Paul Scheerbart (1863-1915) was the eleventh and last child of Carl Eduard and Friederike. His mother passed away when Paul was 4 years old, his father when Paul was 10, and at age 15 he no longer had any siblings. At age 22, he moved to Berlin to earn a living as a journalist. He never stopped writing until the day he died: essays, articles, plays, poetry, utopian stories and futuristic novels.

A large part of his writing focuses on architecture, but it is also constructed with a singular type of architecture. He placed the emphases on certain self-referential words laden with meaning. In Glass Architecture[i] glass is the perfect transparent material that serves as a membrane, both to see and be seen through it, in successive overlapping layers in the cosmos. A new culture would emerge once we have stripped away the closed nature of the spaces we inhabit, letting the light of the sun, the moon and the stars penetrate them to their core.

Lesabéndio[ii] takes place on the planetoid Pallas: a place with a perfect symbiosis between nature and technology, a place where suffering does not exist. The asexuated bodies of the Pallasians endlessly move and mutate. Birth and death are no more than some living organisms being absorbed by others, without extinction, until reaching the “Great Being”. However the attraction toward the “Great Being”, free of obstacles or limits, in the end leads to a giant explosion of unimaginable and terrible pain.

Scheerbart’s glass building is fragile, the signifiers composing it sometimes drag together, stuck to one another, melded together with neither beginning nor end. His novella The Great Race is a procession of forms and emanations, a narration of the infinite. Humor and being ripped apart are two sides of the same coin. Worm-like spirits seek to be independent, to break free from the stars, in a furious race featuring winged sleighs, dirigibles with cannons, machines on stilts, and an endless list of other figures – in order to reach God and to become gods. “The symbolic world appears to them quite empty – like a house that’s been robbed and is falling down. An vermillion lizard of imposing form jumps from a mile-long window, blocks the way, and says excitedly: ‘Don’t forget that all the stars taken together, and everything imaginable taken together, however much we may enlarge it, with regard to infinity are always going to form a single mathematical point, one that includes everything but has no extension’”[iii].
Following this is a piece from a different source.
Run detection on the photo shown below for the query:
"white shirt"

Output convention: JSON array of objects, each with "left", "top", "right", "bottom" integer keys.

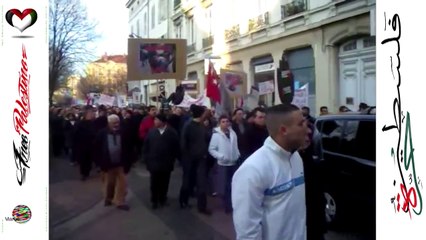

He lived the last years of his life with his wife in a house near the glass palace of the Berlin botanical garden. He could barely move, his legs riddled with disease. He died in misery, desolate due to the war. One of his admirers, G. Scholem, wrote: “Scheerbart has just died! The man was another God: he too could have created a cosmos in six days”[iv].

 

[i] Scheerbart, P., “Glass Architecture”, in Glass Architecture and Alpine Architecture, by Paul Scheerbart and Bruno Taut, New York, Praeger, 1974, pp. 31-74.

[ii] Scheerbart, P., Lesabéndio. An asteroid novel, trans. by Christina Svendsen, Cambridge, Mass: Wakefield Press, 2012.

[iii] http://gutenberg.spiegel.de/buch/die-wilde-jagd-1760/8. Trans: Scheerbart, P., Rakkóx the billionaire & The Great Race, trans. by W. C. Bamberger, Cambridge, Wakefield Press, 2005, p. 104.

[iv] Scholem, Gershom, Tagebücher I, 1913-1917, ed. H. Kopp-Oberstebrink et. al., Frankfurt, Judisher Verlag, 1995, p. 174. See the translator’s introduction to Rakkóx the billionaire, p. ix.